Although, some ALA found in green leafy vegetables, walnuts, almonds and peanuts, linseeds, soya products and rapeseed can still be converted into EPA and DHA.
Salmon, trout, mackerel, herring, sardines, pilchards, kippers, eel, whitebait, tuna, anchovies, swordfish, sprats are all oily fishes and will contain the highest amounts of Omega 3s. But white fish such as cod, plaice, monkfish, lemon sole, seabass, and haddock will also still contain some too.

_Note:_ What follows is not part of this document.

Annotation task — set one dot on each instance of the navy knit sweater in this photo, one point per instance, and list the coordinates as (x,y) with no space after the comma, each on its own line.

Shellfish is also another source of Omega 3. Prawns, crab and lobster can also be on the menu. Just be a little more mindful if you struggle with cholesterol as these all contain dietary cholesterol, so if you were concerned you should see a dietitian. Mussels, scallops and clams also contain Omega 3 but have low levels of dietary cholesterol.
Make sure you have a good variety of fish each week and no more than 1 to 2 portions of oily fish each week.
If you don’t eat fish, consider supplementing your diet with EPA and DHA. A daily intake of ~500-1000mg is suggested. Be careful though that these supplements don’t contain high levels of vitamin A, or Omega 9 which can be harmful in high levels.
If you are taking blood-thinning medications such as aspirin or warfarin or heparin always consult your GP before switching to an oil supplement.
If you are pregnant, the rules are slightly different. Intakes of swordfish, marlin or shark should be avoided. No more than 2 portions of oily fish a week and limit intakes of tuna.